When going straight or with a very wide turn on straights, on my toe edge, my front foot (left) is feeling very squirrelly, I also find it hard to really dig into toe edge turns and that I'm more whipping my back foot around to get a toe edge carve. I feel like I can't really push forward with my front foot, putting weight on that toe edge.

I'm an intermediate boarder and this just started happening the last few nights out at the local hill.

Riding a 2013 Nevesummer SL, widest stance on the board, bindings set at 15/15.

Thanks for any help you can provide!


----------



## speedjason (May 2, 2013)

Put more weight on the front foot.
And why are you using the widest stance?


----------



## SnowboardingJ (Mar 19, 2016)

I'm pretty tall and with the widest stance I've always had way way better balance.


----------



## SnowboardingJ (Mar 19, 2016)

I did move my bindings forward (width, not legth wise) a little bit a few weeks ago. When you center you boots over your board, should you bee looking at just the boots or the highbacks/bindings too?


----------



## speedjason (May 2, 2013)

SnowboardingJ said:


> I did move my bindings forward (width, not legth wise) a little bit a few weeks ago. When you center you boots over your board, should you bee looking at just the boots or the highbacks/bindings too?

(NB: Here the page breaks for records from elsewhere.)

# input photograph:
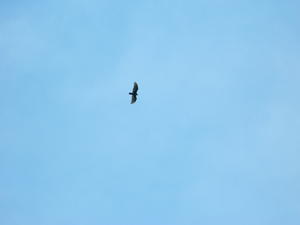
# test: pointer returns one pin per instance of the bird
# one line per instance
(134, 92)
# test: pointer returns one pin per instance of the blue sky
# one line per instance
(213, 138)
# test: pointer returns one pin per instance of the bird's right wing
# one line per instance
(135, 87)
(133, 99)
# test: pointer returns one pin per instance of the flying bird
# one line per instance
(134, 93)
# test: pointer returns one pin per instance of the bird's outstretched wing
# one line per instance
(135, 87)
(133, 99)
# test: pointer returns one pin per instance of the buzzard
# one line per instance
(134, 93)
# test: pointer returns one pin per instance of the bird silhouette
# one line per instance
(134, 93)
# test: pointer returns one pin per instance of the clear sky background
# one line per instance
(213, 138)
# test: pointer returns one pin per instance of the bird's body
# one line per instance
(134, 93)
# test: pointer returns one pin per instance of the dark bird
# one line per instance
(134, 93)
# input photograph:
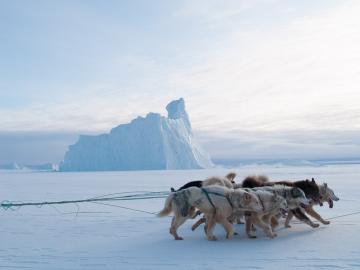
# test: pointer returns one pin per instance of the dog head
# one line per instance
(281, 203)
(327, 195)
(298, 198)
(247, 201)
(231, 176)
(310, 188)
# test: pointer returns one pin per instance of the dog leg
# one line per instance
(274, 222)
(227, 226)
(314, 214)
(288, 218)
(298, 213)
(265, 227)
(248, 225)
(198, 223)
(267, 220)
(176, 222)
(209, 228)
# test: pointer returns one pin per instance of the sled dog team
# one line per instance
(257, 200)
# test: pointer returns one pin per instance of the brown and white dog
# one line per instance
(294, 198)
(326, 195)
(216, 202)
(310, 189)
(227, 181)
(272, 205)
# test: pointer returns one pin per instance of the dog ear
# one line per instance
(247, 197)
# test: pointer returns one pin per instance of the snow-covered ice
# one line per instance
(107, 237)
(153, 142)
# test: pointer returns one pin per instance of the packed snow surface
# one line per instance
(153, 142)
(95, 236)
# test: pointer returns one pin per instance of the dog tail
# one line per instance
(168, 206)
(230, 176)
(263, 178)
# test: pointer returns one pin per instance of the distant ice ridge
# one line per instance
(151, 143)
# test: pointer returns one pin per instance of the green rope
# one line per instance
(12, 205)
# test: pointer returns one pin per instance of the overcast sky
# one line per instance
(260, 78)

More like the max angles when you lean over the board and the toe or heel touch the ground.
Again it's hard to say without looking at how you ride to tell what the problem is.


----------



## snowklinger (Aug 30, 2011)

There is for sure a problem with your stance, but we can not tell what it is.

These are your possible problems, I suggest you be honest with yourself and see......

-first off widest stance possible is 99% of the time a mistake. Maybe ur the tallest lightest guy on the correct size stick (6'4" 130lbs on a 153?)

-not enough front foot weight

-incorrect stance balance whether it be front to back, or hip/knee/back related

*15/15 on that board should be no problem, imo a good place to start

*a super wide stance will give you some leeway when learning park or freestyle but will hold most people back when trying to ride real shit (critical terrain, pow, steeps, moguls, trees, real fucken shit)

When your stance is so wide, you literally are unable to shift your weight dynamically to each foot as you make turns because you are already extended beyond where you are able to make these dynamic shifts with your body because you are locked in at an extended position instead of a spot where you can piston your joints.

^that's a dumbass sentence but says what I meant even after edit lol


----------



## ridinbend (Aug 2, 2012)

Start bringing your stance in a .5 in. at a time. Every time you change it spend time carving and feeling it out. Also add a notch or two of forward lean, more so to your front foot. This too will force your knee to bend slightly and center your weight better. It also results in easier turn initiation which also helps with balance. Can't ask for help with technique, but say your stance is fine. Small adjustments and you'll notice it. Give it a chance.


----------